When you think a lot about something it’s almost like you’re watering a seed and if those thoughts are positive it can become something great. At the end of the day, I had to figure out that if your making moves for the right reasons and your intentions are pure, you can’t go wrong.
After going to prison and experiencing that world. What’s your overall opinion of the criminal justice system?
It’s broken. I say that because it’s not a justice system, it’s a belief system. It basically boils down to if the jury believes the prosecutor or not. Even if there are no facts brought to the table or an I Witness, they bring a lot of probabilities to the case which makes it more difficult for the jury to decide.

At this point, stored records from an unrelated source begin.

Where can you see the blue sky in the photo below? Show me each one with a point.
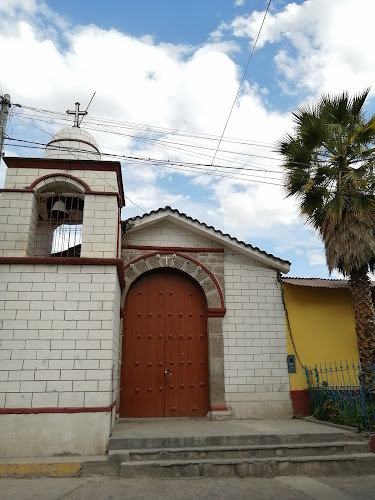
(166, 74)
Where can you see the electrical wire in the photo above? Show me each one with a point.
(242, 80)
(241, 266)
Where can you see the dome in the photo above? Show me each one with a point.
(72, 143)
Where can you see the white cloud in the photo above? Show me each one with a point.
(163, 85)
(316, 258)
(330, 44)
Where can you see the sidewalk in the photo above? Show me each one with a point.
(107, 488)
(196, 429)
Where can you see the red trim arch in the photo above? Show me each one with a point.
(212, 311)
(57, 174)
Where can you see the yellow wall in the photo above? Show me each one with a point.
(322, 322)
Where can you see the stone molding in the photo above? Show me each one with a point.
(167, 259)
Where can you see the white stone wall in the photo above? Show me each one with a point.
(48, 434)
(100, 226)
(256, 376)
(22, 178)
(59, 335)
(255, 367)
(168, 234)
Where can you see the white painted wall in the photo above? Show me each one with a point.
(167, 234)
(256, 375)
(49, 434)
(59, 335)
(100, 226)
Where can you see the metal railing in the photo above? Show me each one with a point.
(340, 393)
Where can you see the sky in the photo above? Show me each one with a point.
(165, 75)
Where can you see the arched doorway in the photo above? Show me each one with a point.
(165, 348)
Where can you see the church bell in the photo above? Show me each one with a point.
(59, 211)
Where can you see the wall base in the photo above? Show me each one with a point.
(261, 410)
(301, 402)
(45, 435)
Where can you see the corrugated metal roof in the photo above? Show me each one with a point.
(177, 212)
(319, 282)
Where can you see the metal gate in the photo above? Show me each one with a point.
(165, 348)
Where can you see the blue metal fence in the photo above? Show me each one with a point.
(339, 393)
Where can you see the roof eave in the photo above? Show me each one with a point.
(223, 240)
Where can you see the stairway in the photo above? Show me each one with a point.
(233, 455)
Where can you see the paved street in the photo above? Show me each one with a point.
(107, 488)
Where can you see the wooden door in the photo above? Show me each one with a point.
(165, 348)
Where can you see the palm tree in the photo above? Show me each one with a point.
(330, 165)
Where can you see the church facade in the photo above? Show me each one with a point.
(156, 316)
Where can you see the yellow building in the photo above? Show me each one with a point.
(322, 326)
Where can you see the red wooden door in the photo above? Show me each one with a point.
(165, 348)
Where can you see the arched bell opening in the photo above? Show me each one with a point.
(59, 205)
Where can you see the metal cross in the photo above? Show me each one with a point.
(77, 113)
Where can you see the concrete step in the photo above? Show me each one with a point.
(252, 451)
(351, 464)
(119, 441)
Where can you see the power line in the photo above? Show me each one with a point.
(242, 80)
(241, 266)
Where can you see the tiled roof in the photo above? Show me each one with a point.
(225, 235)
(317, 282)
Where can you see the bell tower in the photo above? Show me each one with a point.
(60, 282)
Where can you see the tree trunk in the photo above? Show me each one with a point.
(364, 321)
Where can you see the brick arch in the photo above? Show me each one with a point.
(73, 180)
(215, 312)
(181, 262)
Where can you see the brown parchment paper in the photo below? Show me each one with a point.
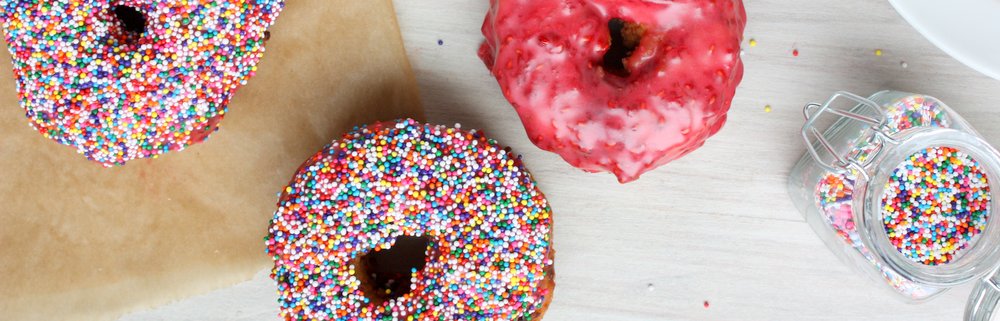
(78, 241)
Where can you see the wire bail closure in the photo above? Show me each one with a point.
(841, 163)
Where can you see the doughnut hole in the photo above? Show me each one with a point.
(625, 37)
(131, 21)
(385, 274)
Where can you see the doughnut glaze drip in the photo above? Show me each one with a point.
(602, 107)
(489, 256)
(126, 79)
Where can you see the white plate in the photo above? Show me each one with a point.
(968, 30)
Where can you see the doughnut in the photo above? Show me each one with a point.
(479, 224)
(126, 79)
(616, 86)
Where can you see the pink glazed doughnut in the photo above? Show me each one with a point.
(622, 86)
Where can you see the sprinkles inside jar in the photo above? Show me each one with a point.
(934, 205)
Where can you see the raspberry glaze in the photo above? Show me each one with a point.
(548, 57)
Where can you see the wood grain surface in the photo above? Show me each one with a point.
(716, 226)
(83, 242)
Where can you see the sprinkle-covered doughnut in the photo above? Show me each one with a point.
(126, 79)
(488, 255)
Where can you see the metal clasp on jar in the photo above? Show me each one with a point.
(875, 138)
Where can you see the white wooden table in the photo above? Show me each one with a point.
(716, 226)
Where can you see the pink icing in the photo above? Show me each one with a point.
(547, 56)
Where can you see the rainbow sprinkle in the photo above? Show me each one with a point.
(916, 111)
(834, 191)
(934, 204)
(117, 92)
(488, 224)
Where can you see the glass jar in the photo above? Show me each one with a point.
(899, 186)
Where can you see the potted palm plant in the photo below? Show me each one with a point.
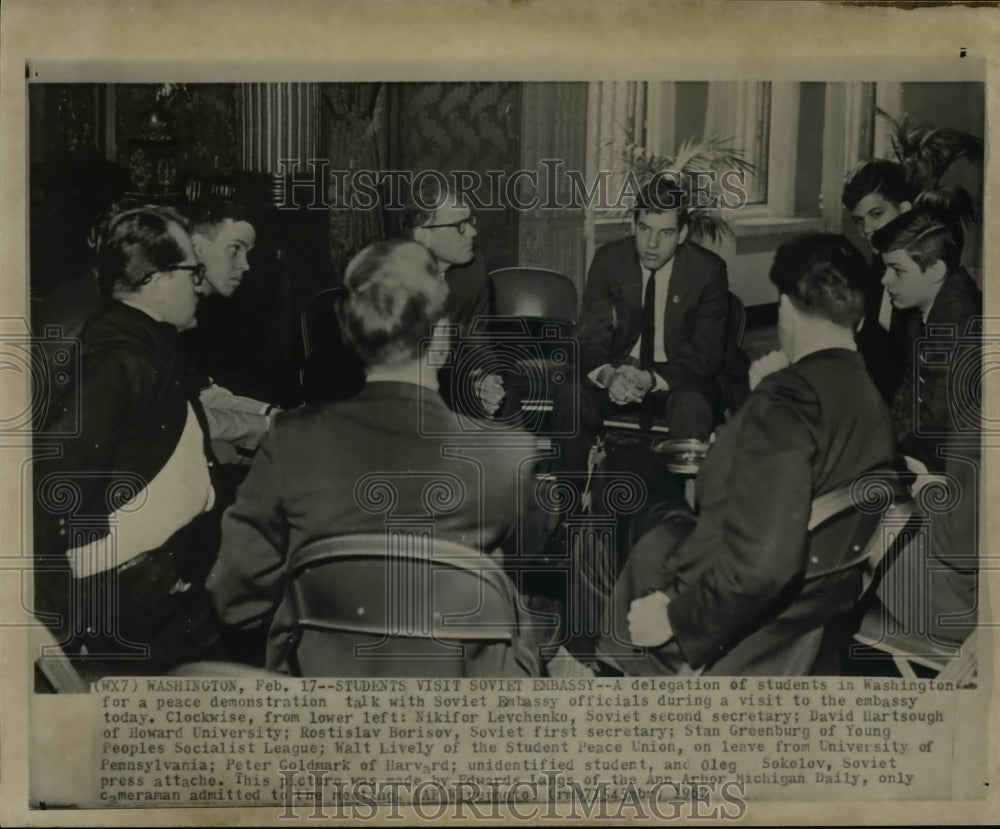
(926, 153)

For instance, in my case, there wasn’t a victim or a witness, but I got an 11-year sentence for a non-violent offense. I only did six and a half of those years based on some of the laws that changed while I was incarcerated. The way these laws are implemented is ridiculous. With my case, a firearm charge carried 3 years at the max, they added 8 years to my sentence based on enhancements.
It definitely seems like these laws were made to work against us. In your opinion, how do you give advice to a young man that has already made his mind up about involving himself in the street life?
My advice would be to keep it real with him, without judgment. It’s important to give them the pros and cons of the situation there involved in. I believe most people are going to do what they’re going to do anyway.
I think it’s just up to us as parents to give them all the game they need to operate in this world. If you just tell your kids “No” don’t do something, that’s going to make them want to do it more. So, it’s better if you give him instructions and kind of help them along the way regardless of what they’re doing.